Né le 26 décembre 1868 à Bresne sur Vesle (Aisne). Employé de commerce. Anarchiste illégaliste parisien.

Engagé volontaire en 1886 au 5e régiment de Chasseurs d’Afrique, il fut envoyé dans une compagnie disciplinaire.Boutté était célibataire.

Arrivé à Paris au commencement de 1891, Boutté a été successivement garçon épicier, sommelier, homme de peine, fabricant de cartes de visite, charretier. Mais le plus souvent, il ne travaillait pas. Il pratiquait surtout le vol à l’aide de fausses clés ou par effraction, et aurait fait partie, selon la police, avec Blanc et Vinchon, d’une bande de cambrioleurs anarchistes.

Boutté devint anarchiste au contact de Gustave Babet, ils firent le projet de détruire les maisons de crédit et les bureaux du Mont de Piété.

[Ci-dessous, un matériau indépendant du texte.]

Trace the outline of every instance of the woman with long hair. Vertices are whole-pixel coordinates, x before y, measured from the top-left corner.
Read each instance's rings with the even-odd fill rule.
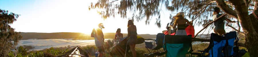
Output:
[[[116,39],[116,44],[118,43],[121,40],[121,38],[123,38],[123,34],[121,33],[121,29],[120,28],[117,29],[116,34],[115,35],[115,39]]]
[[[177,26],[177,29],[175,35],[187,35],[185,29],[186,28],[185,25],[188,24],[189,25],[193,25],[192,22],[190,22],[186,19],[184,18],[184,12],[181,12],[177,13],[175,16],[173,17],[175,19],[174,23],[174,26],[170,26],[173,29],[176,28]]]
[[[128,21],[127,25],[127,31],[129,39],[127,42],[127,44],[130,46],[130,50],[132,51],[133,56],[136,57],[136,51],[134,49],[135,45],[137,42],[137,33],[136,26],[134,25],[134,23],[132,20]]]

Boutté participa d’un projet d’enlever en pleine rue la sacoche d’un fabricant de chaussures mais la tentative échoua. Quelque temps après, il essayait de déménager les meubles de Mettendorf, ce qui provoqua son arrestation.

Boutté prenait la parole dans les réunions anarchistes, notamment au Groupe de propagande, se vantant de ses vols ou annonçant quelque projet retentissant. Il exhibait un revolver ou un poignard ou annonçait qu’il étudiait la chimie des explosifs.

En juillet 1892, il fut relaxé à la suite d’une arrestation pour tentative de déménagement par la force.

Le 13 janvier 1893, il était condamné à un mois de prison à Paris pour port d’arme prohibée, devant la Chambre des députés.

En mai 1893, il fut compromis dans l’affaire Vinchon de détention d’explosifs. Il comparu devant le juge d’instruction Atthalin : on avait trouvé chez Bondon, l’un des co-inculpés, un panier contenant des produits destinés à fabriquer de l’explosif et divers ustensiles de cambrioleurs. Quelqu’un y avait introduit ses papiers, pour le compromettre. Finalement, il bénéficia d’une ordonnance de non lieu.

Le 5 juin 1893, Boutté fut condamné à 13 mois de prison pour vol, rébellion et tentative de meurtre sur les agents.Il fut libéré de prison le 27 mai 1894.

Il fréquenta alors un autre anarchiste, le menuisier Isidore Guillemard, demeurant 8 rue des Lombards qu’il avait connu dans les réunions.

Le 4 juillet 1894, le préfet de police délivra un mandat de perquisition et d’amener à son encontre pour association de malfaiteurs. Le 5 juillet, le commissaire de police du quartier Sainte-Marguerite, se présenta à son domicile 92 avenue Philippe Auguste, dans une chambre située au 7e étage. La perquisition fit découvrir un revolver chargé et un couteau poignard.

Le 6 juillet, il fut incarcéré à Mazas. Dans un courrier au juge d’instruction, en date du 9 juillet 1894, Boutté se plaignit de ses compagnons anarchistes qui avaient voulu le compromettre dans l’affaire Vinchon : « mes bons amis mettaient mes papiers dans un panier contenant des bombes et des ustensiles de cambrioleurs. Aucun de ceux qui ont trempé dans cette affaire, n’a voulu me dire : c’est moi ». Il proposa, dans cette lettre, de travailler pour la Sûreté : « Il faut donc, si je tiens à rester en liberté, vous donner des preuves de non participation à ce qui se passe. Veuillez donc me mettre, si vous le jugez à propos, en rapport avec la Sûreté. Je crois lui être plus utile maintenant, que lorsqu’elle est venue me trouver dans mes débuts anarchistes ». Pour gage de sa bonne volonté, il demanda à voir le juge et lui expliqua qu’il avait rendez-vous le 9 août, avec Bertrand, gérant du Pot à colle, à sa sortie de prison, qui devait lui communiquer quelque chose de très sérieux. Il poursuivit en disant qu’il devait également aller chercher à Poissy, Dardare qui devait sortir de prison le 28 août.

Boutté fut mis en liberté provisoire le 16 juillet. Un ordonnance de non lieu fut délivrée le 22 juin 1895, pour l’accusation d’association de malfaiteurs.

SOURCES : Arch. de Paris D.3 U6 50 — ANOM COL H 592.